A recent study evaluated the impact of simultaneous care in a sample of 753 patients treated at a dedicated outpatient clinic (the Simultaneous Care Outpatient Clinic (SCOC)) in our high-volume Comprehensive Cancer Center [114], demonstrating the importance of close collaboration between oncologists and the palliative care team and of guarantying early access to palliative care, even during active oncological treatments. The same model confirmed the need to use indicators for the assessment of the SCOC team’s performance and to improve its organization. A further analysis evaluated the demographic characteristics, tumor site, treatment setting, survival and symptom burden using a validated reported outcome measures, identifying the categories of patients with advanced cancer, regardless of tumor types, who require special attention and quick access to simultaneous care [115].

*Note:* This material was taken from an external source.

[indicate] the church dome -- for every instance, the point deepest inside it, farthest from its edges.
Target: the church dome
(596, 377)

Palliative care organizations deliver appropriate assistance and mobility aids for functionally impaired patients and psychological and spiritual support for patients and their families, both at the patient’s home (home care organizations) and residentially (hospices).
However, modern palliative medicine activities extend further than care and assistance for symptomatic patients. Palliative care time is employed proportionately to build trust with patients; understand their needs, desires, aspirations and wills; include them in the planning for optimal symptom control; and support the difficult choices that disseminate through the course of their disease. Palliative care integrates patient wishes and employs treatment options balancing QoL and increased survival while considering therapy-associated risks and complications.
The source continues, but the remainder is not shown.